Newly published tarot and oracle decks arrive on Amazon, Etsy, crowd-funding platforms, and in bookstores every month. Today there are literally thousands of decks to choose from, including out-of-print decks as well as published ones. Reviewing a deck is a subjective judgement intended to help readers determine if they want to own the deck.
The critical review of a deck for AskAstrology involves looking at the quality and size of the cards, visual accessibility of the art, quality of the companion book or booklet, and potential usefulness in professional practice. This month I have chosen to review the Kawaii Tarot Deck by Lulu Mayo.
From the publisher:
With this deck and guide, you’ll learn to use your intuition to interpret the cards’ messages, manifest your intentions, and connect with your inner self while being surrounded by the cuteness of kawaii! Find insights on where you are and figure out your next move with the help of supercute kawaii characters like Lucky Cat, Princess Poodle, and Fancy Unicorn.
About Lulu Mayo:
London-based illustrator Lulu Mayo is passionately committed to daydreaming in the fantasy art world where mysterious creatures and cute animals live. She started her studies in business before realizing that she was at her happiest drawing. This led her to pursue a master’s degree in Illustration at Camberwell College of Arts, University of the Arts London. She loves the quirky and the fun and enjoys bringing energy and humor to her artworks ranging from books, greeting cards, and editorial designs. She has 18 books under her belt. Her best-selling A Million Creatures to Color series has been successful worldwide—having been published in more than 20 different territories.
Card Stock and Shuffling
Printed on thin card stock, these cards have a glossy finish with curved edges. They are easy to shuffle, and a little slick when you first get them out of the box. They may slip out of your hands until the cards get some wear from handling and repeated use.

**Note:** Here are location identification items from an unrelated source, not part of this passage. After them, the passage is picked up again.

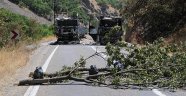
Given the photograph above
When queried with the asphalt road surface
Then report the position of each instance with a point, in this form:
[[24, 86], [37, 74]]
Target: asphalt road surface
[[57, 56]]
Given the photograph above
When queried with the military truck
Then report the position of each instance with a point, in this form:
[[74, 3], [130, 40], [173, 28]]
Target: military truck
[[67, 30]]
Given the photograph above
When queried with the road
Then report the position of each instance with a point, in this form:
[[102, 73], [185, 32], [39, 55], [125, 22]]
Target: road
[[54, 57]]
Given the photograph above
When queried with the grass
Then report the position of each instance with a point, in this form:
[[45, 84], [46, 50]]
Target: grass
[[12, 59]]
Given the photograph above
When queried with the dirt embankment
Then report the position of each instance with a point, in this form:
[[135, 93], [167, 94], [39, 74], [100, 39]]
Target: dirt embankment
[[93, 7], [22, 11]]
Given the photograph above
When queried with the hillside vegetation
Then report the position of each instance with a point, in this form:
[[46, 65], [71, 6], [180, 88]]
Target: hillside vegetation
[[147, 20], [45, 8], [29, 30]]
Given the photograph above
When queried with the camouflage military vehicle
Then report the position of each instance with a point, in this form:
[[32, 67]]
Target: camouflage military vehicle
[[67, 30]]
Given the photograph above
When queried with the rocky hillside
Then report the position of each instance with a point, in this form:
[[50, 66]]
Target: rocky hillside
[[45, 8], [94, 7]]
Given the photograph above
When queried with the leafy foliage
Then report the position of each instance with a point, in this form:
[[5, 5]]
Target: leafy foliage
[[153, 64], [113, 35], [29, 30]]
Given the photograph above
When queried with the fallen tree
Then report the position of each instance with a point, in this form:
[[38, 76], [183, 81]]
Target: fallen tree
[[151, 65]]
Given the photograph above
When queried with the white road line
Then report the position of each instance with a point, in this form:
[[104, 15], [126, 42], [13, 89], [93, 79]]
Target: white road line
[[156, 91], [32, 90]]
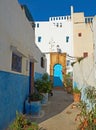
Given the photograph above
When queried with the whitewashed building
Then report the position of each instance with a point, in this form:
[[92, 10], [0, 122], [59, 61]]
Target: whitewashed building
[[20, 60], [71, 35]]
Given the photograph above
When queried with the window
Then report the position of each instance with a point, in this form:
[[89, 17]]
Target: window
[[39, 39], [42, 62], [79, 34], [16, 63], [67, 38]]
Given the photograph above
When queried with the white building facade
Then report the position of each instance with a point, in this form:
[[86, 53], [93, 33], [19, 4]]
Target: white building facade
[[20, 60], [71, 35]]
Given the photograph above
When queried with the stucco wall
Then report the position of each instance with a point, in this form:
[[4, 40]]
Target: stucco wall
[[83, 43], [16, 34], [84, 73]]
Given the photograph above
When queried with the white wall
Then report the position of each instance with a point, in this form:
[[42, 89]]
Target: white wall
[[52, 36], [16, 30]]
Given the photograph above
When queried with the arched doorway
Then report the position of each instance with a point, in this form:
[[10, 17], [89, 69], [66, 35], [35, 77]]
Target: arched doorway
[[57, 68], [57, 76]]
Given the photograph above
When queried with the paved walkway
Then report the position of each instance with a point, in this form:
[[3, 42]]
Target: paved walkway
[[59, 113]]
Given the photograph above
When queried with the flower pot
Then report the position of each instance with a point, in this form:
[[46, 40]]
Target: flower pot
[[45, 98], [33, 107], [69, 89], [77, 97]]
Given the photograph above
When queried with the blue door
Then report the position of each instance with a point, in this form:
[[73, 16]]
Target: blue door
[[58, 76]]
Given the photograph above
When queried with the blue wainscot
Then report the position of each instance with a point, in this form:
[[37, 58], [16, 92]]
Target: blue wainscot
[[33, 107], [45, 98]]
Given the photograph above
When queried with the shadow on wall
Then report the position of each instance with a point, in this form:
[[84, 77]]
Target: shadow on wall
[[57, 82], [14, 89]]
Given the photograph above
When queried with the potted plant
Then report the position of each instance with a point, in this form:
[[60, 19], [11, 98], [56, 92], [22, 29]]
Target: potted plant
[[76, 94], [22, 123], [33, 104], [68, 83], [43, 86]]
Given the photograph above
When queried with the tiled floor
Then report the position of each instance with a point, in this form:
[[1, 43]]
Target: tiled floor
[[58, 113]]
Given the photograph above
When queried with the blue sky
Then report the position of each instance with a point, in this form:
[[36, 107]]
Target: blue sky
[[43, 9]]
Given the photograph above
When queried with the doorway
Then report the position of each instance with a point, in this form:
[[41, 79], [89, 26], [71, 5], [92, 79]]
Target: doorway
[[58, 78]]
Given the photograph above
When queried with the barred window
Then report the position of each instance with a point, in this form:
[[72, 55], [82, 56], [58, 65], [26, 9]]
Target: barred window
[[16, 63]]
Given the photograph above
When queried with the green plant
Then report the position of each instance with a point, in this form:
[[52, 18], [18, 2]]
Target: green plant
[[35, 97], [68, 80], [21, 123], [43, 85], [76, 90], [87, 113]]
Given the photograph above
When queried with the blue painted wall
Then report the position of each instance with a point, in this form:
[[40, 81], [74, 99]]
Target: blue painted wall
[[37, 75], [14, 89], [58, 76]]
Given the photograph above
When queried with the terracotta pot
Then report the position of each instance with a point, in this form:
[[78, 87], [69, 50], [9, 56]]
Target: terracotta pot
[[94, 121], [77, 97], [69, 89]]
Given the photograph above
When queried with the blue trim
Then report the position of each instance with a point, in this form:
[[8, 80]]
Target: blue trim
[[14, 89], [37, 75], [58, 76]]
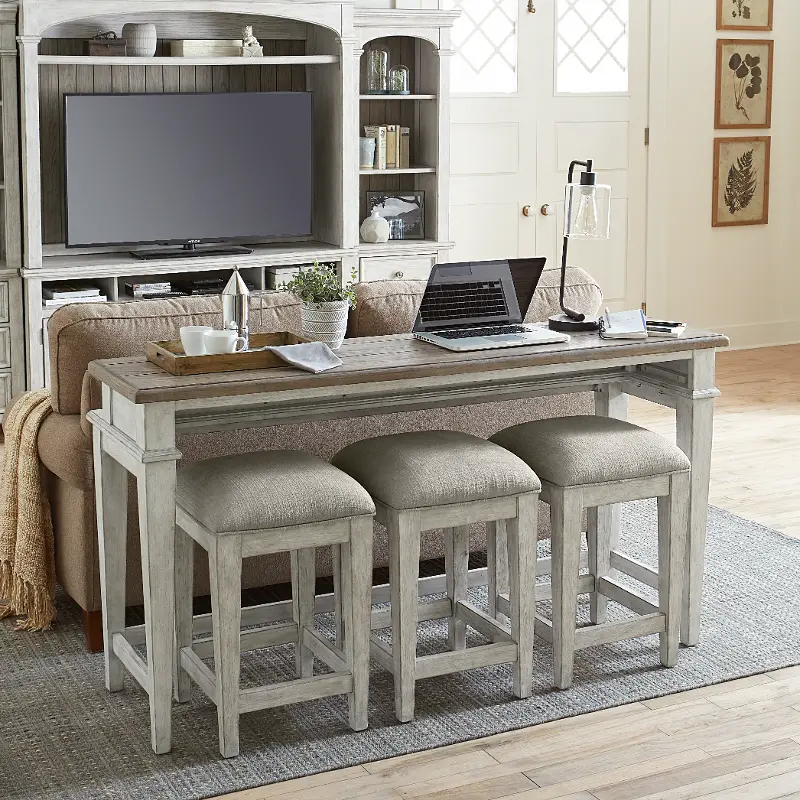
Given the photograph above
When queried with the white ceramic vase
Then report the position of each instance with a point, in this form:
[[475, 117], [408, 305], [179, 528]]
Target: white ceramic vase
[[375, 228], [325, 322], [141, 39]]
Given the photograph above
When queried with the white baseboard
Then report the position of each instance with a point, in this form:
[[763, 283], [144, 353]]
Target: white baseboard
[[761, 334]]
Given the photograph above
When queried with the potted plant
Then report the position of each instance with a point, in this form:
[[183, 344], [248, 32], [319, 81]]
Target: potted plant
[[325, 303]]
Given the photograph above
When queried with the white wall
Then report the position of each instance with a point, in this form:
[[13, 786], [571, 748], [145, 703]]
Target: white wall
[[744, 281]]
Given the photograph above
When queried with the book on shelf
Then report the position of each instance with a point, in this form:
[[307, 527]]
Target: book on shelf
[[68, 291], [392, 146], [378, 132], [138, 289], [101, 298], [404, 149]]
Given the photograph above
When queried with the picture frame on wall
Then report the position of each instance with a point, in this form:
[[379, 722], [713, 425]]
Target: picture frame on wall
[[745, 15], [396, 207], [741, 181], [744, 83]]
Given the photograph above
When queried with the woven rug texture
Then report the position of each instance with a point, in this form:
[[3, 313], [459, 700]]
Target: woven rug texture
[[62, 735]]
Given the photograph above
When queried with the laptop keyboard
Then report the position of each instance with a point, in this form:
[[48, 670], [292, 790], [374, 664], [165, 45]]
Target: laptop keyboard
[[495, 330]]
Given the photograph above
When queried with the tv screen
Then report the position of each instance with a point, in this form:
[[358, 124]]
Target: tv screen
[[174, 168]]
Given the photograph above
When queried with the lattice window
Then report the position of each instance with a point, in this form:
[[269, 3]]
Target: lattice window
[[485, 39], [592, 45]]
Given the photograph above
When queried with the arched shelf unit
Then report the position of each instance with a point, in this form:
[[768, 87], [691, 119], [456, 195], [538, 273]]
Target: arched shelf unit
[[309, 46]]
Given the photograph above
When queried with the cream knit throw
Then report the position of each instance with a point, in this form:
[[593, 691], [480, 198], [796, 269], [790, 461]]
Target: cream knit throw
[[27, 557]]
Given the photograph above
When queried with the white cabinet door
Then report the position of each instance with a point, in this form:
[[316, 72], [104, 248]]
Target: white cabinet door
[[566, 82]]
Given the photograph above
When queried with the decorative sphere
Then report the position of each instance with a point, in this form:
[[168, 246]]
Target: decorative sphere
[[375, 228]]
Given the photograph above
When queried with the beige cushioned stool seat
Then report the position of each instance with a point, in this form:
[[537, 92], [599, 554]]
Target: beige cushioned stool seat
[[575, 451], [269, 489], [435, 468]]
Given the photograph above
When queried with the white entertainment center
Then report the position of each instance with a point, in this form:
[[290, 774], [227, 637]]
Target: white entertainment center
[[308, 46]]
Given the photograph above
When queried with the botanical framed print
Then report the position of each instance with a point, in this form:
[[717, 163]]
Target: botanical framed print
[[745, 15], [744, 83], [741, 181], [404, 211]]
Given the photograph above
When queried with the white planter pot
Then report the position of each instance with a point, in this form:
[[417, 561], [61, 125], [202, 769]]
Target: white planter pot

Artwork and the Visual Accessibility of the Deck
The artwork is very fun and light-hearted, and Lulu Mayo is a clever and talented artist. Unfortunately, the artist and her artwork do not easily convey the meanings of the cards, so you will need to rely on the companion book to know the meanings the creator selected. The deck mostly follows the Rider Waite Tarot, keeping many of the design concepts, but using very cute characters instead of human figures.
The Hanged Man
From the booklet:
Sometimes things look worse than they are. It could be time to look at everything from a newer, fresher angle. You may also be in a place of contemplation. Take the opportunity to reconsider old assumptions.
From the booklet:
There is confidence in strength. Some may see this as victory or triumph. But it is also potentially a place of thoughtfulness and compassion.
Ten of Wands
From the booklet:
You might have been taking on too much. This may be a time to think about what you have accomplished, the effort it took, and whether you should have asked for help.
Explanation of the Cards
This deck does have a companion book that is beautifully designed; and the explanations keep with the simple artwork by being very direct and easy to understand. The author describes the Major Arcana as, “If the tarot were a professional sport, these cards would be the big league. The 22 Major Arcana cards represent archetypes drawn from mythology and medieval society. Given their status these cards will more often concern deeper, more life-impacting matters. Although they can be read for their individual meanings, they can also be seen as part of a larger, even mythic journey.”
And the Minor Arcana are, “The 56 Minor Arcana cards are sometimes called the Lesser Arcana. It’s true that these cards do not deal with quite the same level of life altering situations as the Major Arcana. But these are not inconsequential cards. They deal with money, decision-making, and relationships, just to name a few topics of interest. Crucial things!”
As a professional reader, I can say that this deck is definitely fun, and not entirely frivolous; it certainly works for reading in public spaces. Even the most difficult cards in the deck – Death, The Tower, and the Ten of Swords, are not going to cause any anxiety when they show up, at least not from the pictures. It’s a great deck for keeping the reading experience light, or for sneaking in some serious work in a non-threatening way.
I would recommend the deck for personal use, collecting, and general professional use. This deck is beautifully drawn; people will likely consider getting a reading from the deck if they can see the cards. I mean, really, who does not love some super cute animals, which really show off the imagination of the artist.
The deck is just plain fun, visually-speaking. The art conveys the meanings in a limited way, so you will need to learn what the creator intended them to be by reading the booklet explanations. The companion book that comes with the cards is good, and fits with the artwork, so they are nicely paired. The flexible card stock makes shuffling easy, and it will get easier once some of the initial slick sheen wears off with frequent repeated use over a long time. I give this deck four out of five stars.